On 17 January, the Italian Revenue Agency released its first investment ruling, clarifying when a logistics hub will avoid creating a permanent establishment (PE) in Italy because the nature of its activity is merely preparatory or auxiliary to the activity of the group. The ruling also clarifies the VAT treatment of flows of goods through logistics hubs.
The advance tax ruling was issued pursuant article 2 of the Decree n. 147/2015, which introduces a new procedure whereby the investors (both resident and non-resident in Italy) intending make long-term and significant investments in Italy can obtain the opinion of the Italian revenue agency regarding the tax treatment of their business plans and related extraordinary operations.
In the case at stake, a multinational group that includes a contract manufacturer company resident in Italy sought to enhance its production in Italy. The company intended to set up a new line of production in 2018 and, by 2019, intended to set up a logistics hub.
A warehouse will be used to store and distribute the group’s finished goods all over the world. The warehouse will be managed by a third party through a service agreement with a group company resident outside of Italy. Moreover, the sales activity of the finished goods will not be managed in Italy, but by a group company resident abroad.
Based on the described factual situation, the multinational requested the Italian revenue agency issue a ruling on whether a PE existed in Italy and on the VAT treatment of the flows of goods deriving from the creation of a logistics hub.
Permanent establishments
After the analysis of the double tax treaty concerned, the tax agency concluded establishment of the logistics hub would not create an Italian PE as long as certain conditions are fulfilled.
First, the use of the warehouse should be exclusive and used only to store and deliver finished goods belonging to the group.
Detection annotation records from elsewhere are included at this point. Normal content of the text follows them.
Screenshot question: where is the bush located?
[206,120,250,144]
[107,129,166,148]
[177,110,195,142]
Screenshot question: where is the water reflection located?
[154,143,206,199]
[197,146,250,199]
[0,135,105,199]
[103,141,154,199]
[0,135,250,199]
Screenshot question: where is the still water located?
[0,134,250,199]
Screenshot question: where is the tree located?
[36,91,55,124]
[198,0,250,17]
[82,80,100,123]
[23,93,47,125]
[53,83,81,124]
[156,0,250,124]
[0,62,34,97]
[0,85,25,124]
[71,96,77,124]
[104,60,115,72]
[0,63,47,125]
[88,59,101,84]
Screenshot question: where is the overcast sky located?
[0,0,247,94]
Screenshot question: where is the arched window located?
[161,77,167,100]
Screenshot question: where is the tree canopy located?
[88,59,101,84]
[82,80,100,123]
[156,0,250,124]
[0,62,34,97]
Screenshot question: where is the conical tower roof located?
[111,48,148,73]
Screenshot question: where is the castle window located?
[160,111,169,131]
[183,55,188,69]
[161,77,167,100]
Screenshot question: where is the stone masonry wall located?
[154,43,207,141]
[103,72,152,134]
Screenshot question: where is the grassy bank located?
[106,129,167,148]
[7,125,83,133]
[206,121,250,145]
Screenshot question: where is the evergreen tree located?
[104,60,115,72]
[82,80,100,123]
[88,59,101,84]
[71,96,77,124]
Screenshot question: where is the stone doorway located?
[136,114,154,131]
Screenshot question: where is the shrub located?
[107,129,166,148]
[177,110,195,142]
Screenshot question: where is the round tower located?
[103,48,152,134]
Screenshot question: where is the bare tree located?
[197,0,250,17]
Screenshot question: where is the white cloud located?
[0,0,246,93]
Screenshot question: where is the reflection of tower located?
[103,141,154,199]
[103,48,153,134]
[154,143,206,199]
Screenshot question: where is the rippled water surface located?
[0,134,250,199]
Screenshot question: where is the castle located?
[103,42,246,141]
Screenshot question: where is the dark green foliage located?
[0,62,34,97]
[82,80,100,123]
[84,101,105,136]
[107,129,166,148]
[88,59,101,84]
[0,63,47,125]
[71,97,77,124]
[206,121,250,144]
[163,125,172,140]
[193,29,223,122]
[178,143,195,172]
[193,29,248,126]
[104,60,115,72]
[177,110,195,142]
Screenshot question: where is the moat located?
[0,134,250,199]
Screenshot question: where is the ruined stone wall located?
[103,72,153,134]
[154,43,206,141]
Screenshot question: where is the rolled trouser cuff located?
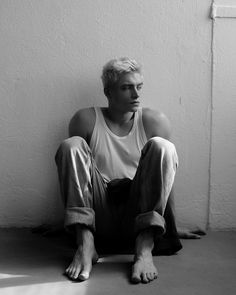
[64,207,95,232]
[135,211,165,236]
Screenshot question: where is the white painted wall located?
[0,0,221,231]
[210,0,236,229]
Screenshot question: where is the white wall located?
[210,0,236,229]
[0,0,219,227]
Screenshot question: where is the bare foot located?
[131,230,158,283]
[65,229,98,281]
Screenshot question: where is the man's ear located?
[104,87,110,98]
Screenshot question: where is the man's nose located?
[132,88,139,99]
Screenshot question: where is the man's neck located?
[104,107,134,126]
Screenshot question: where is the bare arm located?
[69,108,95,144]
[143,108,171,140]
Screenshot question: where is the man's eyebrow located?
[122,82,143,86]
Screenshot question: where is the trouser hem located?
[64,207,96,232]
[135,211,165,236]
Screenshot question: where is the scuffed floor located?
[0,229,236,295]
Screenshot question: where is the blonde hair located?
[101,57,141,89]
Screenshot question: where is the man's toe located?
[78,270,89,281]
[141,273,149,284]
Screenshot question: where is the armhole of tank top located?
[89,107,98,151]
[138,108,148,145]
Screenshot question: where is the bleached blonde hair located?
[101,57,141,90]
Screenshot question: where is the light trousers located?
[55,136,178,240]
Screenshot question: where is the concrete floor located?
[0,229,236,295]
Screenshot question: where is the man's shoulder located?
[69,107,96,139]
[142,108,171,139]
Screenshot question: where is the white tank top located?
[90,107,147,182]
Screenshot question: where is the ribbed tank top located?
[90,107,147,182]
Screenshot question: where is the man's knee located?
[145,136,178,165]
[55,136,88,162]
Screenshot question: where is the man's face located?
[109,72,143,112]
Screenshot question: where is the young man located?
[56,58,184,283]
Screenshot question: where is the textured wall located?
[210,0,236,229]
[0,0,211,226]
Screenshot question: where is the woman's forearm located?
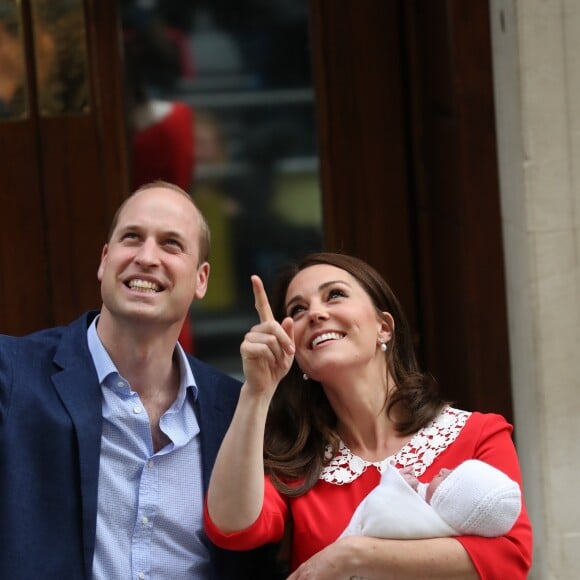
[288,536,479,580]
[351,537,479,580]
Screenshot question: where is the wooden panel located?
[0,0,128,334]
[0,120,51,335]
[311,0,512,418]
[38,0,128,323]
[0,0,52,335]
[311,0,416,334]
[406,0,512,418]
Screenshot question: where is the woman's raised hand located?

The ruling clarifies that the storage, exposition,?display? orand delivery of goods belonging to third parties will cause the logistics hub to lose it its auxiliary and preparatory nature and cause a PE to be created.
Moreover, the ruling clarifies that after-sale activities will create a PE as they go beyond mere storage and delivery activities.
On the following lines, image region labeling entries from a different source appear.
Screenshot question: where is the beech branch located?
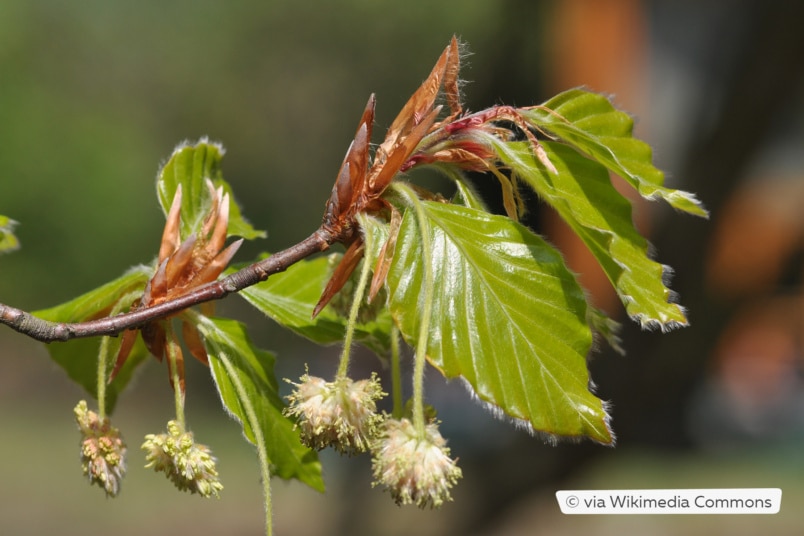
[0,227,341,342]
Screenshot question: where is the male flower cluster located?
[372,419,462,508]
[142,421,223,498]
[73,400,126,497]
[285,374,385,454]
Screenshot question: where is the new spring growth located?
[285,374,385,455]
[142,421,223,498]
[73,400,126,497]
[372,419,462,508]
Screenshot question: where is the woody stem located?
[0,228,342,342]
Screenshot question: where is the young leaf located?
[33,266,150,413]
[234,254,391,355]
[156,138,265,240]
[499,142,687,329]
[196,315,324,491]
[0,214,20,253]
[521,89,708,217]
[364,201,614,444]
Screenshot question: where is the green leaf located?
[240,253,391,355]
[366,202,613,444]
[156,138,265,240]
[33,266,151,413]
[196,315,324,491]
[0,214,20,253]
[499,142,687,329]
[522,89,708,217]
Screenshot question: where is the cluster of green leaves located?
[28,90,706,489]
[0,214,20,253]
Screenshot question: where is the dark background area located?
[0,0,804,535]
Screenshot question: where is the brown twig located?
[0,228,341,342]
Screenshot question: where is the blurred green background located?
[0,0,804,535]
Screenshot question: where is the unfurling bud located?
[73,400,126,497]
[372,419,462,508]
[142,421,223,498]
[285,374,385,454]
Furthermore, the ruling states that a PE will be created if additional? commercial activity is undertaken though the warehouse. Therefore, receiving orders and selling will create a PE.
The tax authority adds that signing contracts in the name of a group company resident outside Italy or stipulating that a contract is binding on a group company resident outside Italy will create a PE.
The ruling states it is not intended to determine the arm’s length price between related parties, but just provide an opinion on the existence of a PE in Italy.
VAT & logistics hubs
The ruling also provides clarification on the VAT treatment of transfers of goods to and from a logistics hub.
The ruling states that finished goods produced abroad and owned by a nonresident in a warehouse (not relevant for VAT) that are sold in Italy and abroad are subject to the system of intra-community trade and therefore subject to VAT in Italy through the integration of non-taxable foreign tax bill.
This new investment ruling procedure appears to be a useful tool for multinationals, providing legal certainty for cross-border operations. Thus, in the future, the difficulties of legal interpretation may be decreased and the risks associated with cross-border operations may be consequently minimised.
Moreover, this new instrument may create a more cooperative relationship between companies and the Italian tax administration, making Italy a more attractive location for foreign investment.